I’m not a big fan of hierarchical keyword lists, although I gladly acknowledge I am unusual in believing they are more trouble than they’re worth. It’s not that I blame Adobe for introducing them, or that I think people are wrong to use them – more a case of saying be careful what you wish for.
That doesn’t mean I don’t keep experimenting with adding some structure to my own flat keyword list, and I also encounter them in other people’s catalogues. By their nature, longer keyword lists are always unwieldy and they become even more awkward when there is a possibility that that the same keyword may exist in multiple hierarchy branches. So I’ve always been a fan of the Filter Keywords box at the top of the panel.
You type in a few letters and the long list is filtered to keywords containing those characters. Sure, it could do with improvements and has a tendency to list too many irrelevant keywords. For instance, if you typed “Eng” with the intention of finding England, English and other variations on the country, you would see keywords like engineer, engineering, engine, Stonehenge, Engels etc. How big a problem is that? So you type “Engl” and filter out those false positives.
However, one huge limitation of filtering a hierarchical keyword list was that you wouldn’t then see the children of the filtered keywords. For example, here I’d typed “IPTC” into Lightroom 4 and I could see that “~IPTC Locations” had keywords below it, but I couldn’t see what they were without clearing the Keywords Filter.
Keyword lists are inevitably long and difficult to manage, so it’s important to have a number of ways to visualize them. No single view can ever be right, and the previous lack of flexibility only succeeded in giving me another good reason for my avoiding hierarchical keyword lists and not gaining any advantages from them.
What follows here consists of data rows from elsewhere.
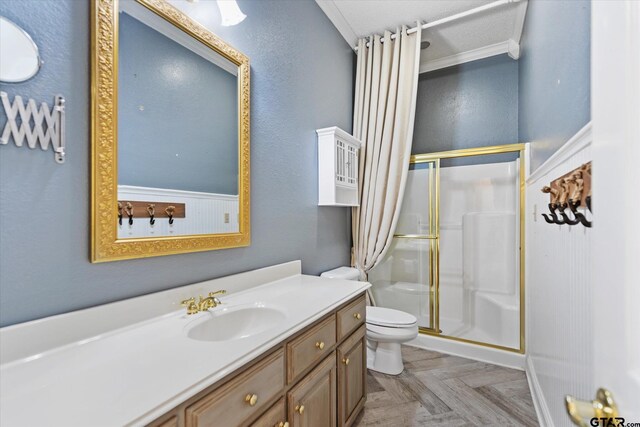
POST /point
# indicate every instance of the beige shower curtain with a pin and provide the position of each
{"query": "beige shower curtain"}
(384, 114)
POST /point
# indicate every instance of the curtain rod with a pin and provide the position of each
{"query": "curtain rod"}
(455, 17)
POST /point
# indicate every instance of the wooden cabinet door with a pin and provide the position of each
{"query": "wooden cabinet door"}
(312, 403)
(352, 371)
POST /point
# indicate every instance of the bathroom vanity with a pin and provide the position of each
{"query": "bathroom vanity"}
(317, 377)
(283, 348)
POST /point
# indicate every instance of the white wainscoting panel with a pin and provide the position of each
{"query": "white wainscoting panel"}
(558, 295)
(206, 213)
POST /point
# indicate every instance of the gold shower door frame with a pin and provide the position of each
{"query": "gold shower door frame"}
(434, 235)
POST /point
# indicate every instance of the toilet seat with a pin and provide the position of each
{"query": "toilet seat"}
(390, 318)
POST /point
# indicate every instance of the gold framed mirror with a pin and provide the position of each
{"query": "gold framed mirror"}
(169, 133)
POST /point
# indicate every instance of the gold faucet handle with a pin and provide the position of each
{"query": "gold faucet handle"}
(192, 307)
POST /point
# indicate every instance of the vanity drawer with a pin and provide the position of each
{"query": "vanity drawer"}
(310, 347)
(274, 417)
(245, 396)
(351, 317)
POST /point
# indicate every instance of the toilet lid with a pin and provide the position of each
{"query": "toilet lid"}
(388, 317)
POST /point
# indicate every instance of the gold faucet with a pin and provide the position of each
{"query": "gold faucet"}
(211, 301)
(192, 307)
(203, 304)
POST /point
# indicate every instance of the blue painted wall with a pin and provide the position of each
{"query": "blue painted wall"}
(555, 93)
(177, 115)
(466, 106)
(298, 85)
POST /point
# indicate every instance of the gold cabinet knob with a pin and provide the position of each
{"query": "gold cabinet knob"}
(603, 406)
(251, 399)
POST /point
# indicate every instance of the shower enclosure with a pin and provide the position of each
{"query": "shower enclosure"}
(456, 259)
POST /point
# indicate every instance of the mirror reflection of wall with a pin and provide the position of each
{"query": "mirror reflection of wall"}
(177, 128)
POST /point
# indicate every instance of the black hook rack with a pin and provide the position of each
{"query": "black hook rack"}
(151, 208)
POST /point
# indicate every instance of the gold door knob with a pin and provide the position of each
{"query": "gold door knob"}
(602, 406)
(251, 399)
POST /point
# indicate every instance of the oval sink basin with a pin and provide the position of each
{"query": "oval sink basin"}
(234, 323)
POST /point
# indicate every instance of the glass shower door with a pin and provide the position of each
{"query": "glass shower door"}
(405, 278)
Lightroom 5 has a new option to resolve this problem. You click the little arrow next to the magnifying glass and check “Show All Keywords Inside Matches”.
This changes the behaviour of Filter Keywords so that all the matching keywords are displayed along with their children.
It’s a small, subtle improvement that makes your keyword lists more manageable.
The question for me is, will it make me change my mind about using hierarchical keyword lists? Not yet, but maybe.